Our current (Rolemaster) campaign is set in an East Asian setting, using a mix of Kara-Tur and Bushido maps, and a mix of the Kara-Tur and Freeport timelines. By the time I ran the Freeport adventures the PCs were reasonably high level, so I had to make quite a few changes.
One thing that worked well was inspired by an adventure seed in D20 CoC: there have been a series of murders in Freeport, of increasing frequency, and the location of the murders makes a pattern with the house of the murderer at the centre (although my players never figured out this pattern, or the significance of the frequency - I can't remember now how they found the murderer's house - maybe I stuck it on top of the entrance to the cultists' lair, or maybe the Paladin detected demons).
All that was left of the murder victims was a scalped head - when the PCs eventually found the murderer's house, they were too late to stop the summoning, but found a scene of flayed bodies sitting in a cirlce, with their skins and scalps draped over them like cloaks. A Past Vision spell revealed that the summoner had opened a gate, and the Entity that had come through (T'sen, or Ssendam Lord of the Insane converted into RM stats) had consumed the summoner.
There were various lesser demons to fight, and then a confrontation with T'sen, who had flown out on his Psychic Skiff to observe the lighthouse, waiting for the arrival of the Unspeakable One.
Some other changes made to the basic Freeport scenario included having the island in fact be the body of a dead god (inspired by Requium for a God) who had died fighting T'sen and other voidal entities many thousands of years ago, and who therefore constituted a sort of interface between the material plane and the void (Far Realm). This had been foreshadowed by an earlier meeting with the dead god's mad spirit while the party was on the ethereal plane.
In conversations with the local nature spirits (increasingly driven insane), the PCs learned that the dead god's eyes had opened, with Octobats and other strange beasts coming through. This was foreshadowed with strange catches in fishermen's nets, and climaxed with a fight with a Kraken Drake (8 tentacles, two heads breathing Nether, which in D&D would probably be negative energy).
Thus was sense of wrongness created.
The overall climax I ran a little differently from Freeport - I dropped the McGuffin, and had the PCs disrupt the crystal directly. At the moment of climax, the stars aligned strangely above the lighthouse, and an evil meteor descended from the heavens. Strange beings (the Smoke Generals, lifted from the Druid limited series of comics by Warren Ellis in the mid-90s) wearing the same robes as the monks of the God of Knowledge (an esoteric Buddhis sect, in my version) also arrived on a boat, although the PCs took them for enemies rather than allies and killed them.
Instead of simply telling the players that things felt strange or wrong, I was able to introduce a number of strange effects to reflect the piercing of the barriers between the normal world and the void.
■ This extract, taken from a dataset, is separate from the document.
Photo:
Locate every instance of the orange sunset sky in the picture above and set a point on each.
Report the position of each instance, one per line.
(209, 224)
Thus, the spell caster with True Sight up (looking for snake men in human form, invisible cultists etc) was able to see through the many layers of the void at once, and use that ability to move through voidal rather than material geometry (basically Dimension Door at will). When the warrior mage was cut, he started bleeding Spiderbats rather than blood. The sea turned to jelly, and the fighters were able to walk on it. The Paladin entered into communion with the Dead God, and was able to persuade him to focus on the Buddha rather than the void, and thus to rise out of the sea to deflect the dark meteor out of the sky to the bottom of the ocean. The location of a dark god at the bottom of the ocean has now become the main campaign focus.
In terms of overall flavour, I would say this scenario was somewhere between Cthulhu and Conan - there were moments of genuine disgust (eg at the flayed murder victims) and a sense of unreality conquering sanity (at the lighthouse climax), but also a lot of dead cultists, demon-slaying and bathing in the ichor of foes (Kraken Drake, T'sen, etc). I think the latter is hard to avoid in D&D-style fantasy.
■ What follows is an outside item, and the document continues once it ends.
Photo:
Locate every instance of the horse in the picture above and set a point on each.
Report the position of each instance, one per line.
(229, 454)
One other thing I have found works well is drawing direct connections between the voidal beings and the clerical PCs. The latter are Buddhist, and thus believe in overcoming worldly entanglements by achieving enlightenment. It has thus worked quite well to prepare as player handouts a few "mad ravings" written by cultists, which talk about the voidal beings as also having travelled beyond the confines of the mundane, escaping the illusions of the Smoke Generals and realising true emptiness. This generates a sense of disturbance and a hint of corruption around what should be a comforting ideal at the heart of normality, namely, the campaign's mainstream clerical orders.
In core rules D&D, where Buddhist PCs might be few and far between, I think that Boccob, and perhaps Wee Jas, would lend themselves well to this sort of treatment. And clerics of St Cuthbert could be cast as simpletons, whose insistence on common sense blinds them to the deeper truths (of the Far Realm, etc) which can't be denied by those who have experienced them. Like an earlier poster said, to get a CofC feel, its not enough to have bad things - those bad things have to suggest that what we take to be the good things are not really good at all, but are either worthless illusions or already corrupted.